Hardwood flooring should be delivered to site kiln dried at between 6 and 8% moisture content. Your subfloor should be within 4% moisture content of the hardwood flooring. Plywood is usually at 12% when purchased from a warehouse that protects its inventory from the elements (Always check that the plywood you are buying is dry). If for example you install the Hardwood Flooring at 8% moisture content over a plywood subfloor that is 14% it is likely that the hardwood will cup (see diagram below).

The diagram shows moisture migrating through plywood and into hardwood. The hardwood swells at the bottom first which changes the shape of the boards (cupping). Moisture can be removed by drying the surrounding environment and allowing the flooring a chance to flatten out. Only when the plywood, hardwood and surrounding spaces test dry should sanding be considered.

It does not take much moisture to make the floor cup significantly, for example: If you hold the prongs of a moisture meter to the skin of your hand the meter will register approximately 28% (Remember, with hardwood at 8% and plywood at 14% the floor will cup).

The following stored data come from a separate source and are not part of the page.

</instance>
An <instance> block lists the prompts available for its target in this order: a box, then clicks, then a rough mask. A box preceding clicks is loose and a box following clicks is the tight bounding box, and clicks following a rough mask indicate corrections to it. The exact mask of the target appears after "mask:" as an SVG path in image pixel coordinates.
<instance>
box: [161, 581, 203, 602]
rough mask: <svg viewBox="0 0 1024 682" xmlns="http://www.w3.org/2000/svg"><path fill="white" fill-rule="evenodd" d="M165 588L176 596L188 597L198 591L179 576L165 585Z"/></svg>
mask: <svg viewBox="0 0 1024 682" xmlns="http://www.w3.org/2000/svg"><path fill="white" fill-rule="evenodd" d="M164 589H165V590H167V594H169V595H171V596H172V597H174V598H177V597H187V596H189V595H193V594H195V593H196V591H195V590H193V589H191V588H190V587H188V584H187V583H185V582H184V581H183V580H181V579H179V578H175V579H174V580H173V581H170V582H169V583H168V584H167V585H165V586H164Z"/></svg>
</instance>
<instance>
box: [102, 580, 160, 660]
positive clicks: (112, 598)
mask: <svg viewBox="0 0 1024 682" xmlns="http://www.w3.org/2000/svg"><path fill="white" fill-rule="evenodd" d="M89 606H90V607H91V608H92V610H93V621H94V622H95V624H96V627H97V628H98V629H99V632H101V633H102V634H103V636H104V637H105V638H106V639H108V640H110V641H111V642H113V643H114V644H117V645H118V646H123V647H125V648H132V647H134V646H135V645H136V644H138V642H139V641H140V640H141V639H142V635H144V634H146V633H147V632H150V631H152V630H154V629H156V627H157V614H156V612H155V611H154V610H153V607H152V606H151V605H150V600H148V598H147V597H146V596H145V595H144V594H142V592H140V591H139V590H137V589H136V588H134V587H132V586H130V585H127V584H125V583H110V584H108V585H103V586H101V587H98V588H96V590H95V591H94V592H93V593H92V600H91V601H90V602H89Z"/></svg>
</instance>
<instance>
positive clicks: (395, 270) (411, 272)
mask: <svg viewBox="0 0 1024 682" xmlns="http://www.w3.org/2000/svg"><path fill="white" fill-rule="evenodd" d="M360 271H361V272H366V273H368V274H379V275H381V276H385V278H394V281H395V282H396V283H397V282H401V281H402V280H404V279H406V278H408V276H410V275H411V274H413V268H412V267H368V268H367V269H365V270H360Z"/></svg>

Sleepers are subject to the same rules. Concrete must also be tested to confirm the slab’s moisture levels are within 4% of the Hardwood Flooring. Concrete dries, under good drying conditions, at an approximate rate of 1″ per month (no radiant heat). If the slab is 4″ , or more, thick the dry time will slow down.

Numbers mentioned are approximate and may vary from site to site. This information is a guideline only.